Cesena, 28 ottobre 2017 - «Presidente, cosa fa quando le arriva una legge che non le piace?». Lo ha domandato un alunno di scuola media di Roncofreddo al presidente Mattarella durante una visita al Quirinale. Domanda (e risposta) poi riprese da tutti i tg nazionali, vista l’aderenza al dibattito sulla legge elettorale. Si tratta dei primi studenti in Regione ad essere protagonisti del progetto ‘Il presidente incontra gli scolari’, per favorire la conoscenza della massima istituzione dello Stato.

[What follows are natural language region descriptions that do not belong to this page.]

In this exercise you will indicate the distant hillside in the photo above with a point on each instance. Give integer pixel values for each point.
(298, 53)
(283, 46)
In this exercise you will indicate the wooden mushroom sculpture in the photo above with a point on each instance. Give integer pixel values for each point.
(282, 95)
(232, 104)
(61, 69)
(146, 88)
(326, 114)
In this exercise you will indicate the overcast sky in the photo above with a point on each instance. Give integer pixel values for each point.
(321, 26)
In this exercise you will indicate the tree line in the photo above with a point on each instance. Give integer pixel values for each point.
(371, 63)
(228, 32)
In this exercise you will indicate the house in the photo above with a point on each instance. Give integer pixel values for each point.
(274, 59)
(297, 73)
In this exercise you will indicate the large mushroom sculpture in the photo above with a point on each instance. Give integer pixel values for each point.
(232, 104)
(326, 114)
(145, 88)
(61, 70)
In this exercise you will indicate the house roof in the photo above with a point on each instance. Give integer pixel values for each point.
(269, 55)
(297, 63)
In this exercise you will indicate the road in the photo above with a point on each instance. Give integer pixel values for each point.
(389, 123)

Gli allievi, accompagnati dagli insegnanti e dal sindaco Massimo Bulbi – che ha messo a disposizione il pullman e la sua familiarità con il presidente della Repubblica di cui è amico da tanti anni – erano una quarantina. Insieme a loro, sono stati ricevuti studenti di altre scuole italiane, ciascuna con due domande a disposizione. Quella più incisiva l’ha fatta Fabio, adolescente nato in Albania e residente a Roncofreddo, sulla firma delle leggi da parte del presidente della Repubblica, proprio mentre il Rosatellum, dopo aver superato l’esame del Senato, dovrà passare al vaglio del Quirinale. «Anche se non le condivido appieno, io ho il dovere di firmare le leggi – questa la risposta di Mattarella–. C’è solo un caso in cui posso, anzi devo non firmare: quando arrivano leggi o atti amministrativi che contrastano palesemente con la Costituzione».

«É stata una grande emozione per i nostri ragazzi – rimarca il sindaco – incontrare il presidente. La visita è proseguita nelle splendide sale del Quirinale. Giornata indimenticabile». All’autostima degli scolari deve aver giovato, oltre all’incontro, anche ascoltare il loro sindaco dar del tu al capo dello Stato.